Jemima’s parents, along with her sister Amelia, now run The Jemima Layzell Trust, which helps young people with brain injuries and also promotes organ donation.
Rogue Traders targeting the elderly
Police in Somerset have issued a warning to the public following two cases of rogue traders over charging for work and targeting the elderly. The first incident saw a woman in her 90’s being cold called by a man who claimed that her guttering needed to be repaired.

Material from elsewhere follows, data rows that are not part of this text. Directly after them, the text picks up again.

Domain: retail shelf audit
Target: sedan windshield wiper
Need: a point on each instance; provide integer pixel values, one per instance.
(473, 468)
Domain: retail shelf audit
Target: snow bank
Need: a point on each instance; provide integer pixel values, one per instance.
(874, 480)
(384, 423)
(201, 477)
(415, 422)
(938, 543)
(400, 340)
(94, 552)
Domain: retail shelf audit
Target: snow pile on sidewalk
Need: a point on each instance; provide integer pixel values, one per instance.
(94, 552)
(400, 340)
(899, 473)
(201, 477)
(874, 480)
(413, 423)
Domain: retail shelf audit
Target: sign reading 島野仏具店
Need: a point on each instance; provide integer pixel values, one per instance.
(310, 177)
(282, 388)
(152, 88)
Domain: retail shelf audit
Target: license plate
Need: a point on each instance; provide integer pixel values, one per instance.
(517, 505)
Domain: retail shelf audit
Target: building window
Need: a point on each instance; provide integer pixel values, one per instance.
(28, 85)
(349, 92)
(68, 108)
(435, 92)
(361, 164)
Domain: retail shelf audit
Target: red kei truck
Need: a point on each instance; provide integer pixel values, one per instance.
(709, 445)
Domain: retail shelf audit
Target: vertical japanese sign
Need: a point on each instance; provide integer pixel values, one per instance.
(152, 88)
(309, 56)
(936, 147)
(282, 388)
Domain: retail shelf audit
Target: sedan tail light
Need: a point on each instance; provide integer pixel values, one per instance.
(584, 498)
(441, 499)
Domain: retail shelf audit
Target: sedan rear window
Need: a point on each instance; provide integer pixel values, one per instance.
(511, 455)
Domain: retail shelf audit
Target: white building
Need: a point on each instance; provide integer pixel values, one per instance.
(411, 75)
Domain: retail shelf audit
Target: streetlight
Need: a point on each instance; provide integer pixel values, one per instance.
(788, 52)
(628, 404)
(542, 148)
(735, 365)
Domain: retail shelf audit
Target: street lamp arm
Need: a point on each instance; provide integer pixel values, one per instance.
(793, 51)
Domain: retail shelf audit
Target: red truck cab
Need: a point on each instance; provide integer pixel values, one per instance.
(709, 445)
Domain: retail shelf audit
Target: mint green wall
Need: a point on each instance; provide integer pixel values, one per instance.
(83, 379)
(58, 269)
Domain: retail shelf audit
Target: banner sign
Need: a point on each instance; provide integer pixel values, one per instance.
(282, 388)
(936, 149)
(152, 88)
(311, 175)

After undertaking the work, he returned the following morning and demanded a much higher price than originally quoted.
The second case involved a man in his 80’s being cold called by a man who stated that his guttering had a leak and needed to be repaired and demanded cash up-front. It is believed that this man was paid for his work and then also stole money from the victim.
Detective constable Jon Aggett from Teignbridge and South Hams CID, told Somerset Live:
“We are appealing to the public for two reasons. The first is to help us identify these men who have targeted these vulnerable people and to pressurise them into paying an extortionate amount for work; one has even stolen off the victim. Secondly, to make people aware of these type of people operating in the area. They usually target the elderly and use high-pressure tactics. If you have elderly neighbours or family, please speak to them and warn them of this latest crime.
“At no time should you agree to have work undertaken by a cold caller. Any tradesmen worth his weight in salt will always quote for work and would never pressurise a person for cash on the spot. Always contact a reputable builder, do not trust a rogue trader knocking on doors for work.”